India and the US have signed an agreement to co-operate on Mars as well as join forces to conduct Earth-related studies from space.
Last week, both countries managed to successfully put satellites into orbit around Mars. First came Nasa's MAVEN satellite, followed by India's Mangalyaan spacecraft just two days later. Both are going to investigate the atmosphere around the red planet.
The frugality with which India managed to conduct its mission impressed the whole space industry. It cost just $74m to put Mangalyaan into orbit – a considerably smaller sum than similar missions carried out by other countries. The European Space Agency's 2003 Mars Express Orbiter mission, for example, cost over four times more at $386m.
Not only that, but India became the first country ever to successfully put its satellite into orbit on its first attempt. It is not surprising, therefore, that a lucrative space deal with the US followed directly on from this.
A charter for future collaboration was signed by US President Barack Obama and Indian Prime Minister Narendra Modi this week at the 65th International Astronautical Congress in Toronto. The agreement sets up a working group to explore possible ways for the two missions to share their discoveries.

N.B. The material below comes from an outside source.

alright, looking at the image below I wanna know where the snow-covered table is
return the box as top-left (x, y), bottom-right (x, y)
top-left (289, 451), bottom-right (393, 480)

The new deal isn't just about Mars, either - Nasa and the Indian Space Research Organisation will work together on Earth-related missions in the future. They have already agreed to embark on a joint Nasa-Isro Synthetic Aperture Radar mission (NISAR) in 2021. This will involve a joint radar spacecraft studying land change on Earth.
A statement released by the White House said the two countries “also intend to start a new dialogue on maintaining long-term security and sustainability of the outer space environment, including space situational awareness and collision avoidance in outer space”.